Enviada em 28/10/2020

O desenho animado Papa-léguas induz o telespectador ao foco nos objetivos de vida pelo personagem do Coiote não desistir de capturar o próprio Papa-léguas. Nesse sentido, a mídia pode incitar a violência e a justiça com as próprias mão por agentes que não parem de validar suas ideologias, seja por diversificados meios audiovisuais ou até pela estratégia de atrair o público com divulgações sensacionalistas.

De forma similar, tem-se como verdade a ideia de que sejam inofensivas as tomadas de partido de um apresentador em uma certa notícia, no entanto, é importante o fato de que muitos proferem frases de cunho violento.
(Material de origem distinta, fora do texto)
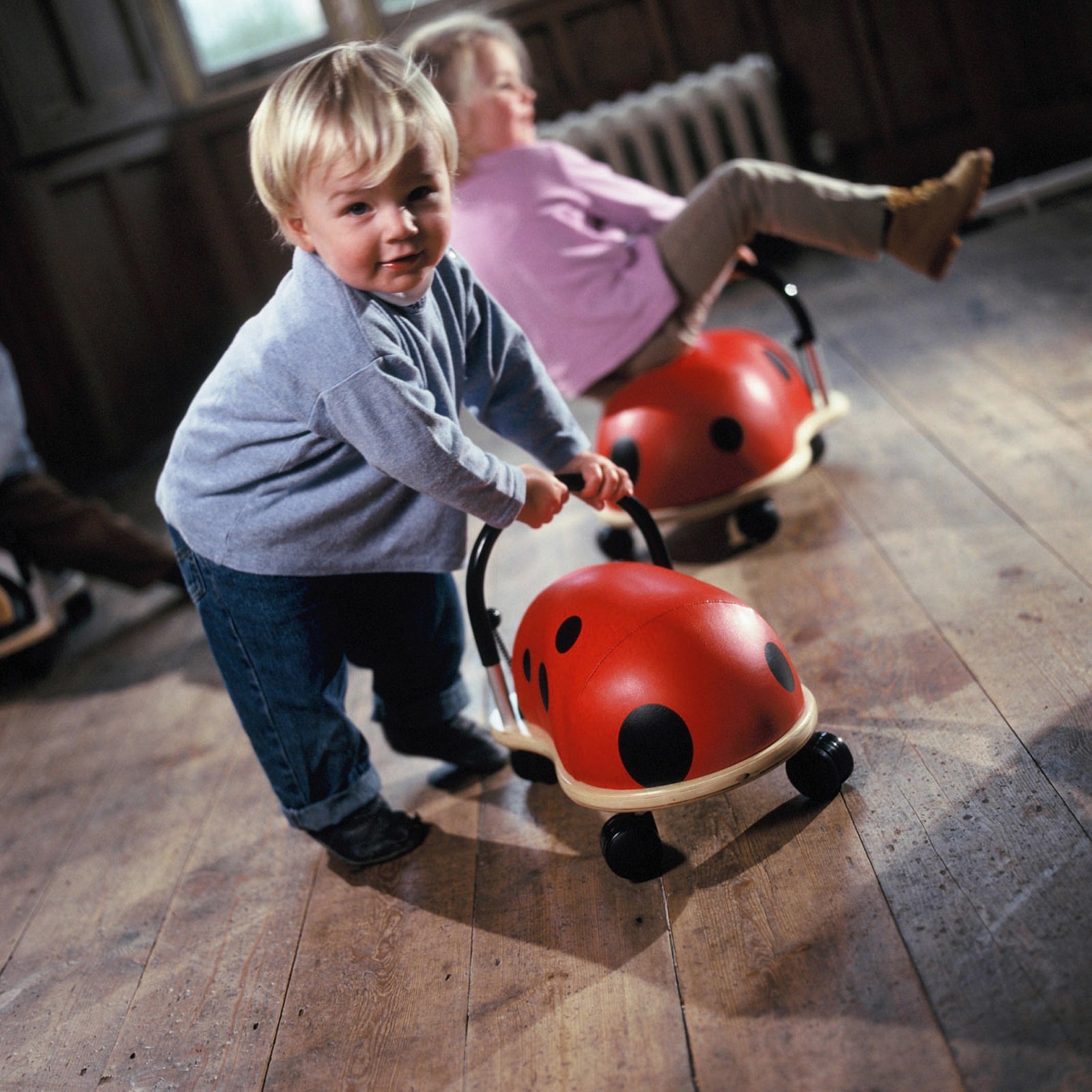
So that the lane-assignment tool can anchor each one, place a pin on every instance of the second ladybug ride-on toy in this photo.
(637, 687)
(717, 429)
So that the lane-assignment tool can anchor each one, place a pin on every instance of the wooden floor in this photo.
(162, 928)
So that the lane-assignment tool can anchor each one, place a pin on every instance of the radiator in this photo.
(674, 134)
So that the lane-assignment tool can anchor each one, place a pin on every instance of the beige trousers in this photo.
(736, 201)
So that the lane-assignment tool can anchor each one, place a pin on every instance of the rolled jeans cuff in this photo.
(324, 814)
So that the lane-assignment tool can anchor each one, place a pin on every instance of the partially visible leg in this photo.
(415, 658)
(736, 201)
(745, 197)
(45, 522)
(278, 647)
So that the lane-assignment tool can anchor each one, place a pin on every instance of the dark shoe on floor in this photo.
(373, 835)
(461, 742)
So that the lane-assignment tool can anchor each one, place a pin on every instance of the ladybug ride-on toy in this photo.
(638, 687)
(718, 429)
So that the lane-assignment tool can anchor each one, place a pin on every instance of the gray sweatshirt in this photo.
(327, 440)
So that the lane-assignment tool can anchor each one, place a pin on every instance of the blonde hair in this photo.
(446, 51)
(364, 101)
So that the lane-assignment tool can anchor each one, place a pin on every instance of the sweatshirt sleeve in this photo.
(391, 418)
(509, 390)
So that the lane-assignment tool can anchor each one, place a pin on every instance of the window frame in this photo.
(347, 20)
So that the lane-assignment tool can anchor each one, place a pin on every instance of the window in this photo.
(233, 34)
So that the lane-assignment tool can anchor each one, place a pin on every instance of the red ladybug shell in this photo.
(713, 420)
(644, 676)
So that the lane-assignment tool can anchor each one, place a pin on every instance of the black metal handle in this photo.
(789, 295)
(482, 625)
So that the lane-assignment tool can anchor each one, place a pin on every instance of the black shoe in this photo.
(460, 742)
(373, 835)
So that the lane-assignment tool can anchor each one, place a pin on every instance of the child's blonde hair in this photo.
(364, 101)
(446, 51)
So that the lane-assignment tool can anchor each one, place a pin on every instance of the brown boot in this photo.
(926, 218)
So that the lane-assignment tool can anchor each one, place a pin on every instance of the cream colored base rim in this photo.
(838, 407)
(663, 796)
(33, 635)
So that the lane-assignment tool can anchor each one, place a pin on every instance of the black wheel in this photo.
(533, 767)
(820, 767)
(631, 846)
(617, 543)
(79, 609)
(758, 521)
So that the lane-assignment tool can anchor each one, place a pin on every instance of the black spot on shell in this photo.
(655, 746)
(726, 434)
(627, 456)
(567, 633)
(780, 667)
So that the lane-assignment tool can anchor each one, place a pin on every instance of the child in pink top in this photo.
(609, 276)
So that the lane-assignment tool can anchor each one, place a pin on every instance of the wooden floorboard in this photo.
(163, 928)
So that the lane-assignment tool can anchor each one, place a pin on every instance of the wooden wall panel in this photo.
(134, 293)
(76, 70)
(136, 247)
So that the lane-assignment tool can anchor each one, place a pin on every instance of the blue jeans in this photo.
(283, 646)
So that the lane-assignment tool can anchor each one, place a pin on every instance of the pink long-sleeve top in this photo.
(567, 247)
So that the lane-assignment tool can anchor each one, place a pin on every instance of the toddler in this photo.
(609, 276)
(317, 489)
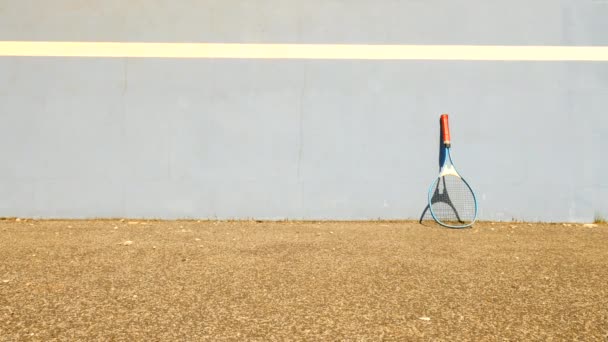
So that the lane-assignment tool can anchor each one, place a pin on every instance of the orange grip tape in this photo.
(445, 129)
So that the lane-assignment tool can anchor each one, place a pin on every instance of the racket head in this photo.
(452, 201)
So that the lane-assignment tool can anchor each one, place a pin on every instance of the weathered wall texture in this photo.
(300, 139)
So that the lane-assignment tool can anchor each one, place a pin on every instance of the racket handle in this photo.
(445, 130)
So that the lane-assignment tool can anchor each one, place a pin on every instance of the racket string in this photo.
(453, 201)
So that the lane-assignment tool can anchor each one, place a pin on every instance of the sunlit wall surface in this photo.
(274, 136)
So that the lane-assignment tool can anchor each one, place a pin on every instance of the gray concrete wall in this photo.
(300, 139)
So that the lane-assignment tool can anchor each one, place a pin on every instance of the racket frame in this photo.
(448, 169)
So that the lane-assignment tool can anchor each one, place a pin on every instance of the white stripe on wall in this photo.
(306, 51)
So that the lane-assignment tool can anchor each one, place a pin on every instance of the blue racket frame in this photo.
(445, 157)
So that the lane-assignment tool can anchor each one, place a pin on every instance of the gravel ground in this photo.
(353, 281)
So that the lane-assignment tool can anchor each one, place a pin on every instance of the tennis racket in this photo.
(452, 202)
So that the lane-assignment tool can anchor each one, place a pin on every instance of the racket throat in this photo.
(448, 170)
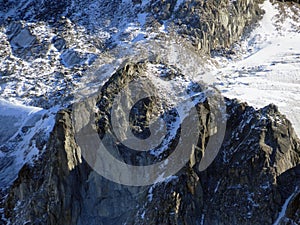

Mais adiante, estruturados na popularidade, muitos recursos audiovisuais, tais como entrevistas pela internet e o esteticismo de telejornais, mascaram formas de arraigar certa ideologia violenta no telespectador para que a audiência mantenha-se, e alinhada a pensamentos ofensivos.

Apesar de muitas divulgações serem de fato chocantes, acontece o encaminhamento da mentalidade do interlocutor por parte do sensacionalismo barato a indignações extremas e meios de justiça com as próprias mãos. Por exemplo, manchetes que evidenciam parcialidade são modos pelos quais falsos jornalistas incitam à tal justiça. Também há casos nos quais as “fake news” são usadas para obter engajamento social e suporte midiático.

Finalmente, percebe-se o crescimento dessas incitações na mesma proporção em que os meios de comunicação tomam para si técnicas mais sofisticadas. Conclui-se então que meios de comunicação devem ser monitorados por um órgão especializado a ser criado, através de sistemas que identifiquem induções violentas mascaradas por recursos audiovisuais e sinalizem manchetes suspeitas de sensacionalismo, em busca de combater a própria deseducação e violência social.